Know that your time commitment isn’t going down during adolescence. The teenage years are NOT the time to let go of the wheel. The time she needs isn’t diminishing, it’s just changing.

Adapt together

Fact is, your teen is changing a lot and she needs you to have a stable, consistent, and yet flexible presence. You’re leading her through a delicate hand-off process that will soon culminate with a full launch into adult life. I recently told our daughter, “We’re going to need to figure this out together. Be patient with us. We’ll be patient with you too. We want the same thing, but the pace might not always be as fast as you want. We can reevaluate as we go along, and we will always listen to you, but ultimately, I want you to trust us to have your best intentions in mind, even when you don’t understand our decisions.”
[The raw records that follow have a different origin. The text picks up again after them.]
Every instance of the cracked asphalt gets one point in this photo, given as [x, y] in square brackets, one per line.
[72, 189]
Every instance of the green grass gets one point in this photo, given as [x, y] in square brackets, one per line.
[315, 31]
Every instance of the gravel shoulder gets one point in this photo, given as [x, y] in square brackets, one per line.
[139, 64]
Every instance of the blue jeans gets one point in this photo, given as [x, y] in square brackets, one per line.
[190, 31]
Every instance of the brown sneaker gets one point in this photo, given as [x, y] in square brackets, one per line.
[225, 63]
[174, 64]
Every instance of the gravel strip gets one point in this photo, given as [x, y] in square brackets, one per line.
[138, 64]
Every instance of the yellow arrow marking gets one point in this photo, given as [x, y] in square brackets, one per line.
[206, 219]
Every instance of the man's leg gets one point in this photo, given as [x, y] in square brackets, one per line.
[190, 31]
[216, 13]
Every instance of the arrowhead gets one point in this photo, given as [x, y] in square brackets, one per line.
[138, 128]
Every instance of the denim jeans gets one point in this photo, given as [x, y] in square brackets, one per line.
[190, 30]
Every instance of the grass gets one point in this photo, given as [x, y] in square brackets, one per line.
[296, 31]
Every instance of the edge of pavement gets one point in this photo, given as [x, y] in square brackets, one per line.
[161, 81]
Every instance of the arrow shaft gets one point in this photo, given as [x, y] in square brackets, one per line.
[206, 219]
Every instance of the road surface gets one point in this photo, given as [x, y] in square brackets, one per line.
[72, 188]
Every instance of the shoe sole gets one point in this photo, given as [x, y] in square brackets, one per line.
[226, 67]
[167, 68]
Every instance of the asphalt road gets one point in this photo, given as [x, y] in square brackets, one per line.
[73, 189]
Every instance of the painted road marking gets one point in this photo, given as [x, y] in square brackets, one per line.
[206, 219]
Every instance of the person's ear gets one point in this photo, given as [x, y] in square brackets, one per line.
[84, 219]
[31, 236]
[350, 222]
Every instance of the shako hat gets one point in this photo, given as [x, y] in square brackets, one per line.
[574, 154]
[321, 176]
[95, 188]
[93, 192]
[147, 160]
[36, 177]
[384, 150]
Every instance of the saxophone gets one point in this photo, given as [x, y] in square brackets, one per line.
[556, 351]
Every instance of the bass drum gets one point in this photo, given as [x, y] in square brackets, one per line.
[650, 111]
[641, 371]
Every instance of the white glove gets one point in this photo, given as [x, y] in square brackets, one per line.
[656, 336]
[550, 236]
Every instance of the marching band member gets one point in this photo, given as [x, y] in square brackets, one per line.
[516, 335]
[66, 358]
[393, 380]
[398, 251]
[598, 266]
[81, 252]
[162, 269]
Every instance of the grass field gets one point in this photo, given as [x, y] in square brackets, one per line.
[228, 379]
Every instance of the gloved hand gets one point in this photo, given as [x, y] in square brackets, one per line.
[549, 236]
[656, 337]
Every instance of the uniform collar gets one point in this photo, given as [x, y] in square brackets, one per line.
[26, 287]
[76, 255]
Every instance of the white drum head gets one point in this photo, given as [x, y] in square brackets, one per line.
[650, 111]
Total disengagement shouldn’t be an option

Come up with the some basic ground rules for family vs. personal space. You’ll need to honor her need for space while also keeping her deeply engaged with your family. We don’t allow headphones when she’s in a room with someone or in the car. We also limit alone time and try to make sure that our family time is quality time together. The specifics will vary; just make sure that adolescence isn’t a retreat into isolation.

Guard her influences

Your teen will need outside influencers, but you must help determine who those influencers will be. Make sure you know her friends well, and don’t hesitate to press in when things feel a little awkward.

Mobile devices aren’t private

Check everything! Install filters. You wouldn’t drop her off at a Vegas strip alone, so don’t do it online. You don’t need to become a covert spy, let her know upfront that you’ll be looking at everything she looks at. It will be great accountability. But you’ll need to actually do it.

Don’t grow permissive over time

There will be a lot of battles that aren’t worth fighting, but here’s one that certainly is: the battle to remain her primary authority figure.

Create a “road map to independence”

Lay out a road map for the slow hand-off that names the milestones and timing for new privileges and how they correspond with expectations. Also, establish the natural consequences up front as much as possible so they don’t feel capricious or inconsistent. The more you can put on paper, the better. Empower them to start the process and create the first draft.

Bottom line for parenting teens —remain engaged! There’s no single path through adolescence, but the more connected you are, the better you’ll know her, and the more poised you’ll be to guide her and respond to potential struggles before they become too large.